Un momento, stava andando troppo veloce. Cosa diavolo era quella cosa? E poi, ancora doveva ricordare il suo nome. Aveva detto che gliel'aveva donato sua madre… e come si chiamava sua madre? Il loro nome era simile, cambiava poco, solo una vocale nella pronuncia, anche se il kanji era totalmente diverso. Si pronunciava tutto d'un fiato, veloce, morbido, facile; corretto persino quando scagliato dalle bocche degli occidentali. Dalle labbra carnose sfuggì uno sbuffo: se era così facile perché diamine non riusciva a ricordarlo? Era lì, proprio lì, sulla punta della lingua…
Andiamo, andiamo. Iniziava con una lettera, ce n'era una di unione in mezzo e poi un'altra lettera conclusiva. Il vuoto, il vuoto. Tentò di calmarsi ricorrendo a dei respiri profondi. Controlla la tua rabbia, non lasciare che sia essa a controllare te. Aveva raggiunto degli ottimi risultati quel giorno, valutò – si convinse. Aveva scoperto chi era e da dove veniva. Più tardi, avrebbe ricordato il suo nome e altri particolari su se stesso, sulla sua vita. E così avrebbe trascorso le sue giornate fino a quando non avesse ricordato. Ecco, sì. Inspirò. Fissò lo sguardo sulla sua immagine ritrovata. Ce la posso fare.
Immerso com'era nel suo esercizio, non si accorse che, da qualche parte nel retro del suo cervello, qualcuno stava ridendo.)

Ah, è quasi fatta, umano. Ormai ti sfugge anche il tuo nome e che cos'è un essere senza un nome? Come puoi descriverlo, raccontarlo, se non riesci a nominarlo, se non possiedi le parole per articolare la sua realtà? Ecco, ti sei risposto. Tra poco non ricorderai nemmeno di essere nato. Alla fine, ho vinto io. Allora terminiamo la storia degnamente, che a voi umani i finali aperti non piacciono.
C'era una volta un bravo ragazzo. E ora non c'è più.

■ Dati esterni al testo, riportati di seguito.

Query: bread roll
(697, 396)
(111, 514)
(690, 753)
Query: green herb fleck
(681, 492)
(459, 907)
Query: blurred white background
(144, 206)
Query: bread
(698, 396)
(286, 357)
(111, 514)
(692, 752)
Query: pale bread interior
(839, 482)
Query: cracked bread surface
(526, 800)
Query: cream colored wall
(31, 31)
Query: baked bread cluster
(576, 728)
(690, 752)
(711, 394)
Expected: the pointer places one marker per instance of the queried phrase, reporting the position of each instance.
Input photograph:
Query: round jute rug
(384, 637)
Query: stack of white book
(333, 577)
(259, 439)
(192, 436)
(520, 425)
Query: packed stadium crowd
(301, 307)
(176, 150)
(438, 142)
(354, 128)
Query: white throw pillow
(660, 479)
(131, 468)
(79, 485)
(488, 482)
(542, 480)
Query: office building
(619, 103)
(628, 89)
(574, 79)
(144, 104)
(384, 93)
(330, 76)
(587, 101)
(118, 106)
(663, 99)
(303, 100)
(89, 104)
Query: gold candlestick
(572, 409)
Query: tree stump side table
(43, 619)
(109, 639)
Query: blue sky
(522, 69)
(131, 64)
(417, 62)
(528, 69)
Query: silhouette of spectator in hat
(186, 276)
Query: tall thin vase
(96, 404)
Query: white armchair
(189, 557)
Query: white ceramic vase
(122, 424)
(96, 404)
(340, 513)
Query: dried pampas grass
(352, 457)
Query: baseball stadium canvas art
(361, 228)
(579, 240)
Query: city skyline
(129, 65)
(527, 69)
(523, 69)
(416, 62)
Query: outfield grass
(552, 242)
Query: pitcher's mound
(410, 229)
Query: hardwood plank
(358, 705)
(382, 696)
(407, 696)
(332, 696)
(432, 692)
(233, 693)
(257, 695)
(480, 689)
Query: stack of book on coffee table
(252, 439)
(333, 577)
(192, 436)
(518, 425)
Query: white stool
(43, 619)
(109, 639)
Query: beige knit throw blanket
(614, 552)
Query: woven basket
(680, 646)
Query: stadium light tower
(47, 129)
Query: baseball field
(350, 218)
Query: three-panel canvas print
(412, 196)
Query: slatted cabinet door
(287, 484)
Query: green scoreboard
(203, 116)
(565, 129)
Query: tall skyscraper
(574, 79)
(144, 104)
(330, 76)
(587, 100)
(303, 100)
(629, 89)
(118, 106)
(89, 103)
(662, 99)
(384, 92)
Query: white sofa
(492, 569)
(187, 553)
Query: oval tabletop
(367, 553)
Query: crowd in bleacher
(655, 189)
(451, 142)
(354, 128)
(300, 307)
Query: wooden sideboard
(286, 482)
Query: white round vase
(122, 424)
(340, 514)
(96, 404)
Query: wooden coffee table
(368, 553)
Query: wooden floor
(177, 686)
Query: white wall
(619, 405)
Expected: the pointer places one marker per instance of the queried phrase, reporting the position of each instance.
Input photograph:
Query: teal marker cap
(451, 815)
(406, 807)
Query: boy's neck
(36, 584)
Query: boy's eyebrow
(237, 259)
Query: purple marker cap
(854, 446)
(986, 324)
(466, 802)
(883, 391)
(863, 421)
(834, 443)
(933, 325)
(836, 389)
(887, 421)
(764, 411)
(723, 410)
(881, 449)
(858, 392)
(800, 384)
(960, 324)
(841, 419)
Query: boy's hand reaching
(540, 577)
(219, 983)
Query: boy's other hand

La buena vida, la buena vida
¿Dónde está?
Camila Cabello - La Buena Vida


N/D: io adoro l'ultimo album di Camila, aiut!!! Corazón latino <3 Ovviamente questa canzone così disperata, così struggente, è dedicata a una persona amata. In questo caso, ascoltando il verso "My twenties are gonna pass me by", mi è venuto un flash improvviso. E se la persona amata fosse proprio se stessi? E chi più di Jin sta perdendo se stesso nella lotta contro il Gene Devil? Nel T5 è chiaro come Jin si sia reso conto che il tempo a sua disposizione stia scadendo e quindi si gioca il tutto per tutto. Ma lui vuole la bella vita, la vita serena e tranquilla che aveva prima che i demoni arrivassero a strappargliela di mano. Quindi eccoci qui, con questa os ingarbugliata, scritta dal punto di vista sia di DJ che di Jin (tra parentesi, perché ormai lui è una parentesi all'interno della sua stessa vita).